In President Obama’s second State of the Union Address on Feb. 12, he called upon the institutions of higher education in our country to keep their costs down. If his proposed changes to the Higher Education Act were to be passed, universities that failed to do so would be less likely to receive federal money to give to their students. Though this seems counter-intuitive, it is part an effort to make federal loans less of a necessity in the first place. "If you can't stop tuition from going up, then the funding you get from taxpayers each year will go down," Obama said in 2012. He has, however, proposed boosting federal grant programs.
Shortly after the State of the Union, the Obama administration unveiled the “College Scorecard,” which aims to aid students and parents in determining "where you can get the most bang for your educational buck." BC’s cost of attendance is unsurprisingly listed as “high,” but there is value listed in the high graduation rate of 90.8 percent and the loan default rate of graduates is listed as 11.2 percent less than the national average.
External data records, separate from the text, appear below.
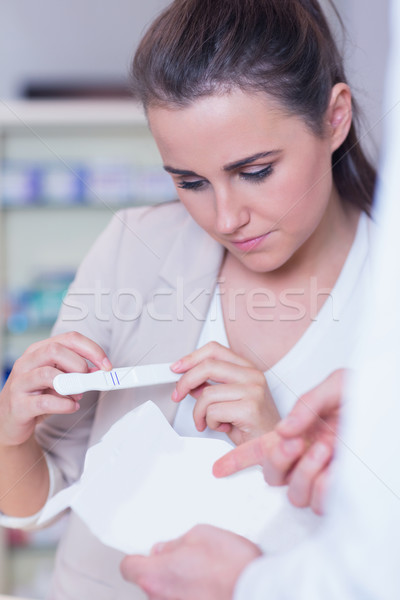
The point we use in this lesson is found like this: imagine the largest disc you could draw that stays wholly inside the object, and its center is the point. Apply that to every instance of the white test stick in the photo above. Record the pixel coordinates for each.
(67, 384)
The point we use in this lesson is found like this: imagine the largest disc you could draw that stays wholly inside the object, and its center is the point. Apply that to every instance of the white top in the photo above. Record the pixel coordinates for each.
(327, 345)
(355, 555)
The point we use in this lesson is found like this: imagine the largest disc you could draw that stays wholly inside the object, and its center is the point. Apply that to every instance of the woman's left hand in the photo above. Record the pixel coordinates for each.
(237, 402)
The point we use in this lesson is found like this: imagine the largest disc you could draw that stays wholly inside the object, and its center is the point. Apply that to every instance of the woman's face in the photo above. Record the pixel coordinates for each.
(252, 176)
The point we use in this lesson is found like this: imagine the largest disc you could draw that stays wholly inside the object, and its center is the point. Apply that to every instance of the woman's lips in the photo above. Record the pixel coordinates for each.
(249, 244)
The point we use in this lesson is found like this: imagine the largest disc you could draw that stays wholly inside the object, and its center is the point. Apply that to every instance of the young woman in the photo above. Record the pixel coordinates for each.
(251, 283)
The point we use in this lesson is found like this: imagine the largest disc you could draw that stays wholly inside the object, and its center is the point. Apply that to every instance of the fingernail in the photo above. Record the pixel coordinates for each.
(320, 452)
(291, 447)
(106, 364)
(288, 423)
(176, 366)
(157, 548)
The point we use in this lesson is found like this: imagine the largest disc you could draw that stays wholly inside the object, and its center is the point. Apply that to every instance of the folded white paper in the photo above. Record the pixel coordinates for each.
(143, 483)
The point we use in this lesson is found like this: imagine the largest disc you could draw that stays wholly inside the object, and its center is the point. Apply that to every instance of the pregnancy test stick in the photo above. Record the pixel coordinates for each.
(67, 384)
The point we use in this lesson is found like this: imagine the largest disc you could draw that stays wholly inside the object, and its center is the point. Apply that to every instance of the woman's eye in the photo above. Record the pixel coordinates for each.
(190, 185)
(257, 175)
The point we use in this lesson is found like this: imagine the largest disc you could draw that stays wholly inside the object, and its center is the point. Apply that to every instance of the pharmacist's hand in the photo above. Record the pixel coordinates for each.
(237, 401)
(203, 564)
(298, 453)
(28, 394)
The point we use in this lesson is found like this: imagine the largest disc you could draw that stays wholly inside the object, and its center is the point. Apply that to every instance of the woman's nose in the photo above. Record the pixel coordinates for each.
(231, 212)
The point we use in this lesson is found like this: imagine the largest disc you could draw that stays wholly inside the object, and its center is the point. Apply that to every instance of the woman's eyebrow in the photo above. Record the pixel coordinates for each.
(249, 159)
(229, 167)
(180, 171)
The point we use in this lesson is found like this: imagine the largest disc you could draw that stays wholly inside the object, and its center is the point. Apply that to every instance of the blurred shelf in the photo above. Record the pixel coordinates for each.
(60, 113)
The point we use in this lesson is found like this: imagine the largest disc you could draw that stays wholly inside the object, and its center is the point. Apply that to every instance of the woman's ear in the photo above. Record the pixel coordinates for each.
(339, 114)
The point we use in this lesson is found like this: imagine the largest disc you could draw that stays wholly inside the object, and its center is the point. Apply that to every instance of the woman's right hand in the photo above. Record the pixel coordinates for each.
(28, 395)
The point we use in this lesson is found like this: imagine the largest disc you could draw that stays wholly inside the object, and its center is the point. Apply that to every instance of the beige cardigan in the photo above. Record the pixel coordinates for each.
(142, 293)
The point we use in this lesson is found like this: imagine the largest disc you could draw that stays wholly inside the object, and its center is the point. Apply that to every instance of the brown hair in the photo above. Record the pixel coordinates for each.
(283, 48)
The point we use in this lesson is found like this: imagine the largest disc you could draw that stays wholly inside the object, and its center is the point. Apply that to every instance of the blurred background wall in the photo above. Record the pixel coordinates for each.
(91, 42)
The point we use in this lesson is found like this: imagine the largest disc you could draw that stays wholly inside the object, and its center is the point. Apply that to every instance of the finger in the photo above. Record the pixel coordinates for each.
(37, 380)
(319, 491)
(151, 573)
(216, 371)
(134, 568)
(280, 460)
(313, 405)
(244, 456)
(206, 411)
(212, 350)
(55, 355)
(306, 472)
(45, 404)
(80, 344)
(163, 547)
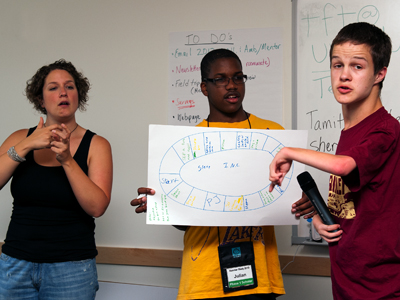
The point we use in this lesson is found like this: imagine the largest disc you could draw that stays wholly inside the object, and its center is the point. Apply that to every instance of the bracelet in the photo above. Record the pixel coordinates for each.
(14, 155)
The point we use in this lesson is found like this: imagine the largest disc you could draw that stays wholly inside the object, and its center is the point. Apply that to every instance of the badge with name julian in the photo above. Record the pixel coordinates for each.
(237, 266)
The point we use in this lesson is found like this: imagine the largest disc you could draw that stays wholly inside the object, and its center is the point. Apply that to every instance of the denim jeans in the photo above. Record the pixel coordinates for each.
(24, 280)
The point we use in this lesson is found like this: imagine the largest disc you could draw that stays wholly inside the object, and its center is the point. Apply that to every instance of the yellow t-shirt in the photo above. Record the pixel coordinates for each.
(201, 273)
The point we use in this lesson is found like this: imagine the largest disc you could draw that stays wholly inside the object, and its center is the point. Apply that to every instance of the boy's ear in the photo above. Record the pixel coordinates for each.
(380, 75)
(204, 88)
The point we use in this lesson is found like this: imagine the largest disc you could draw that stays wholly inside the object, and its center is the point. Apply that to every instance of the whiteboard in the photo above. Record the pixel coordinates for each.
(261, 53)
(317, 23)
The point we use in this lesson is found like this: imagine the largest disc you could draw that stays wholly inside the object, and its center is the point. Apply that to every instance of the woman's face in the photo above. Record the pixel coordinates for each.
(60, 95)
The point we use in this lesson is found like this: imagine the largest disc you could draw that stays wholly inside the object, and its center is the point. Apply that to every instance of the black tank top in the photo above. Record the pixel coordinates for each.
(47, 223)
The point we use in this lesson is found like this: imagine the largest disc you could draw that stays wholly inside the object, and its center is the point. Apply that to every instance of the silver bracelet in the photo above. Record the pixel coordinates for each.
(14, 155)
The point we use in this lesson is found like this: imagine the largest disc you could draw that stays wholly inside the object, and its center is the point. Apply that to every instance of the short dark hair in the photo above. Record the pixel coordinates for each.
(210, 57)
(365, 33)
(34, 86)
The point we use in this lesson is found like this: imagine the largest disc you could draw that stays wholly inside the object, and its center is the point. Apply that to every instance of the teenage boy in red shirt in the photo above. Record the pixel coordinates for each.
(365, 172)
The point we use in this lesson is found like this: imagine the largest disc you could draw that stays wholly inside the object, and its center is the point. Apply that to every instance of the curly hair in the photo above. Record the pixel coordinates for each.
(34, 86)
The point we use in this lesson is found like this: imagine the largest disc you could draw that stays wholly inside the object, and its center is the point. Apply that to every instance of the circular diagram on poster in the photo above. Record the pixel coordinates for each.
(221, 171)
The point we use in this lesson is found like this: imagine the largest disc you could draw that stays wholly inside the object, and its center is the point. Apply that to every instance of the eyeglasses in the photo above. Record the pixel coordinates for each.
(224, 81)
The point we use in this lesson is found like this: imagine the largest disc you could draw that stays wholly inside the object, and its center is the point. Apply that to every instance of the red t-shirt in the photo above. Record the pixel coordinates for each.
(366, 203)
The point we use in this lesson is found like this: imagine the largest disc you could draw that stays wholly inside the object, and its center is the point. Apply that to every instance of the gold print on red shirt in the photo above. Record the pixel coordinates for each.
(340, 203)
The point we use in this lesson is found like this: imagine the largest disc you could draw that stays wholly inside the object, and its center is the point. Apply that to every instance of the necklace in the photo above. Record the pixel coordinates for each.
(74, 128)
(71, 131)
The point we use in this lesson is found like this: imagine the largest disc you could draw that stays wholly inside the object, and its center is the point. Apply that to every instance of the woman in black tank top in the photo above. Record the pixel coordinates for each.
(61, 180)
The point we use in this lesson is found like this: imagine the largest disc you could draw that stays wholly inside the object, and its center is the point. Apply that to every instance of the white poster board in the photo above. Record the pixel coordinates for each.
(219, 176)
(260, 51)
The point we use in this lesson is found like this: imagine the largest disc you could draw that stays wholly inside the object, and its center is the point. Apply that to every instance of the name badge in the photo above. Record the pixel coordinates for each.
(237, 266)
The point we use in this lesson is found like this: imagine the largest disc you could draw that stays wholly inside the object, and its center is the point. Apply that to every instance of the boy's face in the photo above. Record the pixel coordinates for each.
(225, 101)
(352, 74)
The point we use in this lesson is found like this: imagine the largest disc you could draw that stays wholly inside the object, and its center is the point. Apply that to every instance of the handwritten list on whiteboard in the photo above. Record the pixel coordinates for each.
(260, 51)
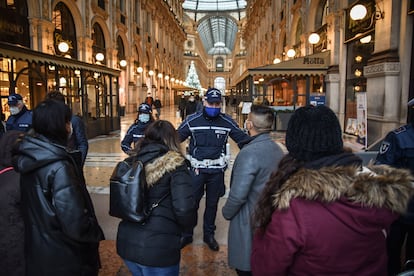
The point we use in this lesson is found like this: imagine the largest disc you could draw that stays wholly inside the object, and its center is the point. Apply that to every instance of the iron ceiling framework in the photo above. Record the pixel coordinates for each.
(217, 22)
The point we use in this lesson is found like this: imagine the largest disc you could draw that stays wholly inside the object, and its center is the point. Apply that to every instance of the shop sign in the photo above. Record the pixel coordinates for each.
(316, 100)
(14, 28)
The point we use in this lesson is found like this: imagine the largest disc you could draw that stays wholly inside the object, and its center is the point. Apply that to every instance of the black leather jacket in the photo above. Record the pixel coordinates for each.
(157, 242)
(62, 232)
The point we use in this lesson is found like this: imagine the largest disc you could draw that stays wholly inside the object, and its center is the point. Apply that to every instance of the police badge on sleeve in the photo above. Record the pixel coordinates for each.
(384, 147)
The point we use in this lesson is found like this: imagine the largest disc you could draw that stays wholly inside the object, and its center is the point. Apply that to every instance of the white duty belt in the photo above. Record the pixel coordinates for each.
(218, 163)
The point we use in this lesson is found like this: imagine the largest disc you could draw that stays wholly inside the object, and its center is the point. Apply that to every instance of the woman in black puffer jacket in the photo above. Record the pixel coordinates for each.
(62, 233)
(154, 248)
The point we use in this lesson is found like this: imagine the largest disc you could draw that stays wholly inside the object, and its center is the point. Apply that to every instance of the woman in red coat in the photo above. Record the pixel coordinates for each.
(321, 212)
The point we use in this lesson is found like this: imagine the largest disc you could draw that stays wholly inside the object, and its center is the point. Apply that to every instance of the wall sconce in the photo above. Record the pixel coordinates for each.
(314, 38)
(123, 63)
(366, 39)
(291, 53)
(100, 57)
(276, 61)
(358, 12)
(63, 46)
(62, 82)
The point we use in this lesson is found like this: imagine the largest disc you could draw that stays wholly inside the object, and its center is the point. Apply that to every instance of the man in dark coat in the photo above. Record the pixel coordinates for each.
(11, 220)
(397, 150)
(21, 117)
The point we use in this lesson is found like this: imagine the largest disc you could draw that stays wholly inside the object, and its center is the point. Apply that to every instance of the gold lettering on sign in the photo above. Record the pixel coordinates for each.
(313, 61)
(10, 28)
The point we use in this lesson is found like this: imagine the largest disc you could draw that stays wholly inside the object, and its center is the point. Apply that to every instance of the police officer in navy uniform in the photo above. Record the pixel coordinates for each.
(209, 156)
(397, 150)
(21, 117)
(136, 130)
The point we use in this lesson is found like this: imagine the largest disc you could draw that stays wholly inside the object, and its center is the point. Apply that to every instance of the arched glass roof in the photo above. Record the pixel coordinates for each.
(217, 22)
(214, 5)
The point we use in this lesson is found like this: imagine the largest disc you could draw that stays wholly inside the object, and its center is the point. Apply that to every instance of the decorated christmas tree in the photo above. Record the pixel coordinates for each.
(192, 77)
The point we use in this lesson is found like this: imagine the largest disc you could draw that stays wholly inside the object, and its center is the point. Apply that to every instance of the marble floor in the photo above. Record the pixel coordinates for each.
(104, 153)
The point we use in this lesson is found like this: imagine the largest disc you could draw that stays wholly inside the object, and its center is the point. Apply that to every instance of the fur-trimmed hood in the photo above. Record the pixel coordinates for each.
(374, 186)
(158, 167)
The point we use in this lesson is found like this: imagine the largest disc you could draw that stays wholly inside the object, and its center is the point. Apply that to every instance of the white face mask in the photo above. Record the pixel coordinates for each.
(70, 131)
(144, 118)
(14, 110)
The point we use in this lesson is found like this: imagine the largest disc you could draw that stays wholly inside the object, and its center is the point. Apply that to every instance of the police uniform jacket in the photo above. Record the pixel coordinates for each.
(397, 150)
(21, 121)
(134, 133)
(62, 232)
(208, 136)
(157, 242)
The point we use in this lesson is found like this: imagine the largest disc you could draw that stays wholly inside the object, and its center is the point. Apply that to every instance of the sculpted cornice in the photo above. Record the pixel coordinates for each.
(382, 69)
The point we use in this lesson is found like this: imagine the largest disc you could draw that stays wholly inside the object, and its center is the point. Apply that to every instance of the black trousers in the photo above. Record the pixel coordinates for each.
(400, 231)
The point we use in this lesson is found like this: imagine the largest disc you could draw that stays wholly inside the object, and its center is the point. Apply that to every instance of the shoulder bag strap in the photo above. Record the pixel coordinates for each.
(6, 170)
(155, 204)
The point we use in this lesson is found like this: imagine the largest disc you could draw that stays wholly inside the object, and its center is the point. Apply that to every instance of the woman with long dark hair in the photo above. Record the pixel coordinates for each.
(154, 248)
(62, 233)
(322, 212)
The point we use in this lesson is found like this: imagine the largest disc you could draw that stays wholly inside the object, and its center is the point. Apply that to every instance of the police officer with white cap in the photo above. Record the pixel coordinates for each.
(136, 130)
(397, 150)
(20, 117)
(208, 131)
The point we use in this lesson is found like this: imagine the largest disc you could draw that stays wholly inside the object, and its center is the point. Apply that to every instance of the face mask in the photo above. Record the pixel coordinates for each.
(14, 110)
(70, 131)
(144, 118)
(245, 129)
(212, 111)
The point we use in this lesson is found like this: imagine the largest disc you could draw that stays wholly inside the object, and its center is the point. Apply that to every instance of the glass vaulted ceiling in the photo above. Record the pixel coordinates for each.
(217, 22)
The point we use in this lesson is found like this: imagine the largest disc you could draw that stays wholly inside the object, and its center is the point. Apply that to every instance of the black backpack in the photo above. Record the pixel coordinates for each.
(127, 189)
(127, 192)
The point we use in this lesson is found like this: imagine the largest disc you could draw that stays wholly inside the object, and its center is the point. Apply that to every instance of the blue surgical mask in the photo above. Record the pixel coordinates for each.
(212, 111)
(144, 118)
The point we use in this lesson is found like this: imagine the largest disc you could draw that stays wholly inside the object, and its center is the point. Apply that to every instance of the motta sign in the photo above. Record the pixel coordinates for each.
(14, 28)
(314, 60)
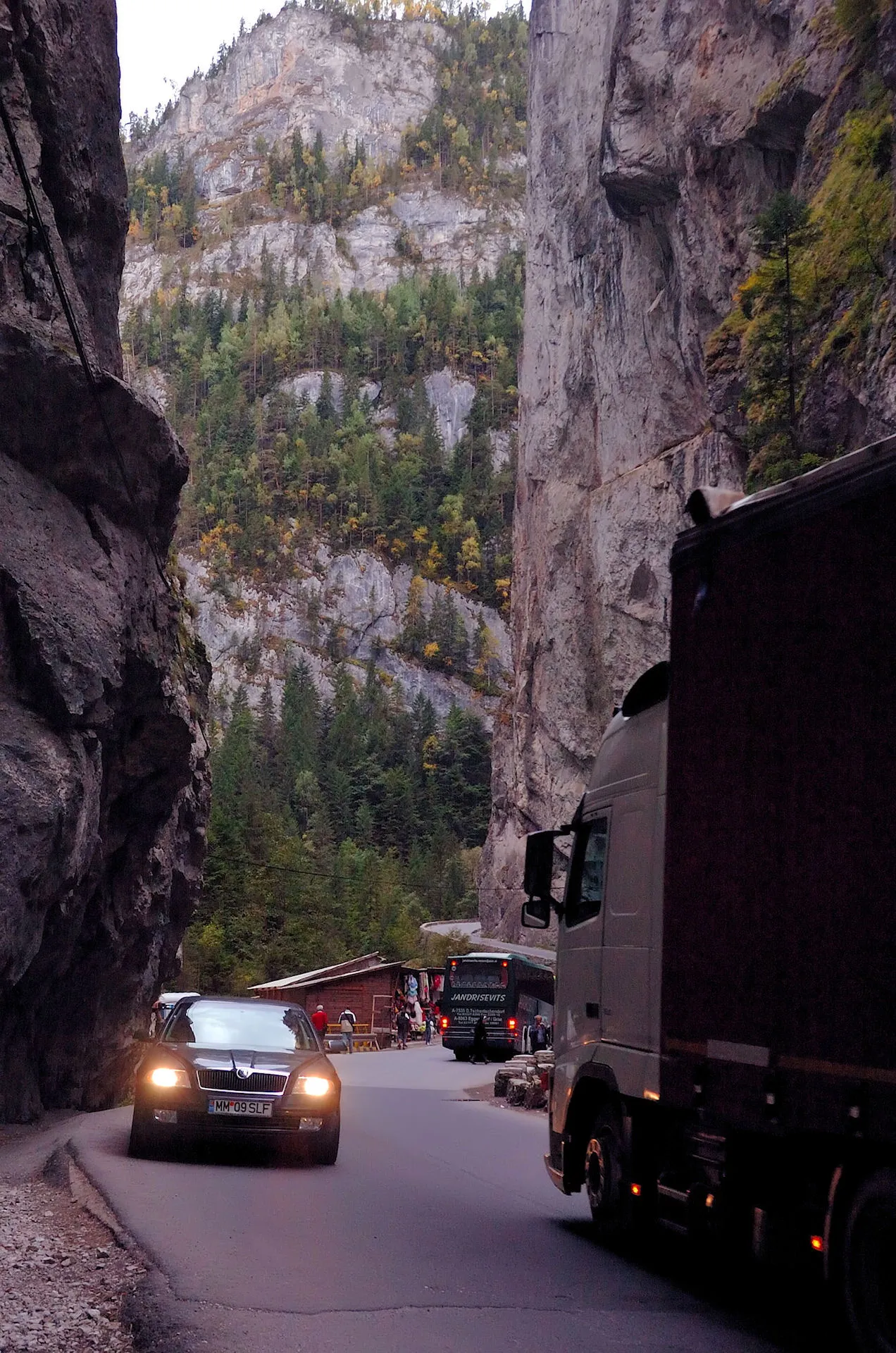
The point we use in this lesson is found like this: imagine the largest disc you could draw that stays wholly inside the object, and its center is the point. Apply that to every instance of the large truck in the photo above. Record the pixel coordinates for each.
(726, 998)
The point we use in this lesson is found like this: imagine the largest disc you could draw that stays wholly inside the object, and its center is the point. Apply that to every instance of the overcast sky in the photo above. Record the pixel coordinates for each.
(161, 44)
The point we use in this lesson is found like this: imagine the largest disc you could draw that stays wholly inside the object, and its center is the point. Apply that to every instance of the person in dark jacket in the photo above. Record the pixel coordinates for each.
(539, 1035)
(481, 1041)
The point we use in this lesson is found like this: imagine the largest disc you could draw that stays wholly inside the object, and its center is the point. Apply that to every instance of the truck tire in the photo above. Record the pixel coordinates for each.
(604, 1170)
(868, 1264)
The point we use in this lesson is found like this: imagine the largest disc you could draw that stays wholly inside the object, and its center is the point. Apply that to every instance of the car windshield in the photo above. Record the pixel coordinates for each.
(261, 1026)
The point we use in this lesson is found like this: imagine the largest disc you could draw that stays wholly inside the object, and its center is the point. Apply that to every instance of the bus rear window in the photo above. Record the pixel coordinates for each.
(477, 973)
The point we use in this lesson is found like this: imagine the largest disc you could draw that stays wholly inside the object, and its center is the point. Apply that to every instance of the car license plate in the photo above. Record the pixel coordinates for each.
(241, 1108)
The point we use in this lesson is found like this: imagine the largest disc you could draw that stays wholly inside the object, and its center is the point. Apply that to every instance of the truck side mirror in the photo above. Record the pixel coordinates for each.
(539, 865)
(536, 913)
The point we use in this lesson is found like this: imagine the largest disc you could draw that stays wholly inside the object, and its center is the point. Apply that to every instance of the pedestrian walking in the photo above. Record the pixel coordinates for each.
(347, 1025)
(481, 1041)
(539, 1035)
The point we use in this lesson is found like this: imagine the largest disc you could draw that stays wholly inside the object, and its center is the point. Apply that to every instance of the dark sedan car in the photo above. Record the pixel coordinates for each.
(241, 1070)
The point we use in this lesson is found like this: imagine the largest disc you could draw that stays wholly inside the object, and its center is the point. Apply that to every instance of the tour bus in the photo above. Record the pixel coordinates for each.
(506, 989)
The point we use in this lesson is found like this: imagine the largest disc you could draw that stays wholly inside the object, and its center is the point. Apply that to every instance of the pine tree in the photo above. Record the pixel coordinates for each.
(414, 628)
(299, 726)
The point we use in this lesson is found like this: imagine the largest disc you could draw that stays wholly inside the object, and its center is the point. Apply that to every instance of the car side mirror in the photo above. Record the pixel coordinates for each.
(536, 913)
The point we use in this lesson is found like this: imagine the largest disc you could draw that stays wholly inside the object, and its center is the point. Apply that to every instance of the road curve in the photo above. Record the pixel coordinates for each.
(437, 1232)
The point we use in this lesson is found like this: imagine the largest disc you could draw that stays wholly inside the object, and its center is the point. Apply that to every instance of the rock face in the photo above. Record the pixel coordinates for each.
(657, 133)
(449, 232)
(339, 608)
(102, 770)
(306, 72)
According to the scorecard, BC graduates pay on average slightly over $200 a month on their loans, which is described as a “medium” amount of borrowing as compared to the national average. Visit the site to see all rankings and listed values.
The administration hopes that the College Scorecard will help college applicants be informed before choosing a school that would require them taking out potentially tens of thousands of dollars in loans. Notably, the GOP has also echoed this position. Senator Marco Rubio of Florida, who gave the Republican response to the State of the Union, co-sponsored the Student Right to Know Before You Go Act in 2012, which aimed to create a database that would have been essentially the same as the College Scorecard.
Student loans are still a pertinent issue for even veteran members of Congress—2011 financial disclosure forms revealed that 46 Congressmen had yet to pay all of theirs off. It is perhaps ironic, then, that Congress has seriously considered doubling the interest rate on federal loans to 6.8 percent, though no measures have yet passed.
Without federal loans, a college degree would be an impossible dream for many, but it seems that future students may have to deal with a different system with different costs than those of today.